This book addresses the complexity of Islam in Thailand, by focusing on Islamic charities and institutions affiliated to the mosque.
By extrapolating through Islam and the waqf (Islamic charity) in different regions of Thailand the diversity in races and institutions, it demonstrates the regional contrasts within Thai Islam.
The book also underlines the importance of the internal histories of these separate spaces, and the processes by which institutions and ideologies become entrenched.
It goes on to look at the socio economic transformation that is taking place within the context of trading networks through Islamic institutions and civil networks linked to mosques, madrasahs and regional power brokers.
Brown casts this study of private Islamic welfare as strengthening rather than weakening relations with the secular Thai state.
The current regime's effectiveness in coopting these Muslim elites, including Lutfi and Wisoot, into state bureaucracies assists in widening their popular base in the south, in the north-east, and in Bangkok.

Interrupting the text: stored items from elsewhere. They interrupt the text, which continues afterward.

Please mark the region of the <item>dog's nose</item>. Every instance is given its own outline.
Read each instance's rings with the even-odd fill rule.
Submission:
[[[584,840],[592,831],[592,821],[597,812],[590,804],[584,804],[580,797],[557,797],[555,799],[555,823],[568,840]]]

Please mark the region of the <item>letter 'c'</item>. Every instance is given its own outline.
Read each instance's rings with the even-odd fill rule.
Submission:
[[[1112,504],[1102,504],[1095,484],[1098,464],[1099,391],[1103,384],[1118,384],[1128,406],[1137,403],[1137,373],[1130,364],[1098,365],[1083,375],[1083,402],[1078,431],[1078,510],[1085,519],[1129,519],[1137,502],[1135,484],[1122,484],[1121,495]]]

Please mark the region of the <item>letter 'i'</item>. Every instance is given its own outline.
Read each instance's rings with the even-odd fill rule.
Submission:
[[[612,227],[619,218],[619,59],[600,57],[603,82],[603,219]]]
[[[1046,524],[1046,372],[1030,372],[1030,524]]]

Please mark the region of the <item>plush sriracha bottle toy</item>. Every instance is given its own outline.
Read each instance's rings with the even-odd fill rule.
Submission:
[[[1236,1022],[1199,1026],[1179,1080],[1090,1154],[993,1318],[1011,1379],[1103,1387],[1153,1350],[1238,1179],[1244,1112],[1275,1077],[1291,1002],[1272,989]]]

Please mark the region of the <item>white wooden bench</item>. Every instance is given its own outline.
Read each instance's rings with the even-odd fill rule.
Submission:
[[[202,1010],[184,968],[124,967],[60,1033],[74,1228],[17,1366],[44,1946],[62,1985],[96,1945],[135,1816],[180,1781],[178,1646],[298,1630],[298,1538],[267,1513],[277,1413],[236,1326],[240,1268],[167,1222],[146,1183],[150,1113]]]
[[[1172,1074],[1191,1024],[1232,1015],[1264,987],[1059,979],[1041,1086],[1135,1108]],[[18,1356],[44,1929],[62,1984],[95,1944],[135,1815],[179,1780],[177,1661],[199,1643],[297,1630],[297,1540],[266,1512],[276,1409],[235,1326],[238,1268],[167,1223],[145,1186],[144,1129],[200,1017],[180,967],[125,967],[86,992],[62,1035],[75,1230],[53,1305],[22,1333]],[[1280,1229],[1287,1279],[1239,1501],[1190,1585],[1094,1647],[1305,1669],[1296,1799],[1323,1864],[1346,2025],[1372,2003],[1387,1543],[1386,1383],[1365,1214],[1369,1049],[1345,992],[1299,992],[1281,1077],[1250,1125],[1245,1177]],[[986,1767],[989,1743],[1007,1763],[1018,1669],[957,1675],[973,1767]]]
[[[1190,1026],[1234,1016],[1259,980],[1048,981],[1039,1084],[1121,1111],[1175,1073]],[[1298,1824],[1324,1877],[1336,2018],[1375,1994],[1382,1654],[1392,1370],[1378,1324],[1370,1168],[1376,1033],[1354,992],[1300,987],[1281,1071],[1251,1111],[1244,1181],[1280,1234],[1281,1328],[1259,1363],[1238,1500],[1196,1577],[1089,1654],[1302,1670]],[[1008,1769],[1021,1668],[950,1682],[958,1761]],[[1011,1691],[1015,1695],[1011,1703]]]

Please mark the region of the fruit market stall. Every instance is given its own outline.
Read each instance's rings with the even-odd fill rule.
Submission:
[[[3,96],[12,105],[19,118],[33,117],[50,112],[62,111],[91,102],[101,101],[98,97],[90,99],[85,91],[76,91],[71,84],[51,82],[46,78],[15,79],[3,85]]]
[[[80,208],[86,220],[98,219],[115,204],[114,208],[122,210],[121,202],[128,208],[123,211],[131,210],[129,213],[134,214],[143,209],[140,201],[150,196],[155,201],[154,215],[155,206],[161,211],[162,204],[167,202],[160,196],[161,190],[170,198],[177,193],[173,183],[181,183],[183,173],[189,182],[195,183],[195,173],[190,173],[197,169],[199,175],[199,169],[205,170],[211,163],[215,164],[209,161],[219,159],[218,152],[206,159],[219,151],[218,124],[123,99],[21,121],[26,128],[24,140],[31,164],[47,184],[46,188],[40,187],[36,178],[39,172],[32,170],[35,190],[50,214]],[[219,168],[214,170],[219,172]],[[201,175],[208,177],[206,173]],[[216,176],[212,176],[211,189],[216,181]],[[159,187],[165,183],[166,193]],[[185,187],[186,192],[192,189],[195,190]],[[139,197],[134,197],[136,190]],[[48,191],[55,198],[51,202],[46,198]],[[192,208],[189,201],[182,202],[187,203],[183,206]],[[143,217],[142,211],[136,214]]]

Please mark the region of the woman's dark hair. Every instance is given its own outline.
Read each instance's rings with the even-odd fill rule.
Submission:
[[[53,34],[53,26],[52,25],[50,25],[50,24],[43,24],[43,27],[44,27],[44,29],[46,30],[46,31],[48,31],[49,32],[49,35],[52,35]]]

Such appointments were efficacious in reinforcing the elite's Islamic identity within a modern, secular, literate, and cosmopolitan Thai culture. In challenging existing studies of Thai Muslims as furtive protest minorities, this book diverts our attention to how Islamic philanthropy provides the logic and dynamism behind the creation of autonomous spaces for these independent groups, affording unusual insights into their economic, political and social histories.